It’s easy to blame individuals for their addictions. It’s much harder to confront the collective failure that occurs when addiction becomes a leading cause of death.
In Kotido, a district in Uganda’s Karamoja region, nearly 500 people have died over the past 15 years, not from war, not from disease, but from drinking crude waragi, a toxic, illegally brewed alcohol.
This isn’t merely a public health crisis. It is a moral, economic, and political failure.
According to a report by the Karamoja Peace and Environmental Protection Service (KAPEPS), the victims include mothers, young men, and even warriors, many of whom died after drinking on empty stomachs.
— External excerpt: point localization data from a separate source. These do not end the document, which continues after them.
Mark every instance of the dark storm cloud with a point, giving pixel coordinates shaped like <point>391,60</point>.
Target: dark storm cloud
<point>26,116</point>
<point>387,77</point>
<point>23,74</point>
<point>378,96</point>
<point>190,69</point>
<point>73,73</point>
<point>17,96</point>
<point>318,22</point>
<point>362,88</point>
Some collapsed from liver failure. Others were killed in alcohol-fuelled raids. This is not about recreational drinking. It’s about desperation, poverty, and systemic neglect.
Let’s be honest: people don’t drink themselves to death when they have better options.
Crude waragi has become both a symptom and a weapon of poverty. Smuggled in jerricans from towns like Jinja and Mbale, it is cheap, unregulated, and often laced with lethal chemicals. It courses through Karamoja’s villages like poison in the bloodstream, unchecked by the institutions meant to protect the people.
Authorities claim they’re cracking down. Police conduct raids. Church leaders speak out. The Kotido District Council even passed an ordinance to ban crude waragi. But here’s the uncomfortable truth: legislation without livelihoods is lip service.
You can’t outlaw addiction. You can only replace despair with dignity.
And dignity can only be achieved through both government intervention and community initiative. I recently visited Moroto Market and was struck by how many of the vendors were not Karamojong, but traders from Mbale, Kampala, Jinja, and beyond. This speaks volumes. If outsiders see opportunity in Karamoja, why not the local population?
Part of me wants to hold the government accountable—and rightly so. But the people of Karamoja must also confront difficult truths. If schools are built and teachers deployed but students don’t show up, can we lay all the blame at the government’s feet? If markets are constructed but remain empty, haven’t we lost the moral high ground to criticize?
A mother in Napumpum told KAPEPS that she watched her husband die from waragi-induced liver failure. Now her teenage son skips school to drink the same brew. “There is no food only alcohol,” she said. How many more families must we bury before we admit that we are not addressing root causes?
Karamoja is battling more than just alcoholism. According to the 2024 National Census, 46% of Ugandans experience food insecurity. The Karamoja Cluster report links hunger, displacement, and alcohol abuse in a vicious cycle. When people are starving, they don’t invest in tomorrow they numb themselves to survive today.
If government officials are serious, they must move beyond press releases and police patrols. They must invest in rehabilitation programs, rural enterprise, food security, and community infrastructure. Because as long as waragi remains cheaper than a meal, it will continue to be the hopeless person’s escape.
And let’s not pretend this is just a Kotido problem. What’s happening there is a magnifying glass on a national crisis. We have allowed poverty to ferment into poison, and its effects are not confined to one district.
Kotido’s waragi deaths are not isolated tragedies—they are the result of a broken system. And we all share responsibility.
If we continue to do nothing, more lives will be lost. More children will be orphaned. And another generation will be buried not in promise, but in jerricans and grief.
It’s time to choose: will we keep sending condolences or will we finally send hope?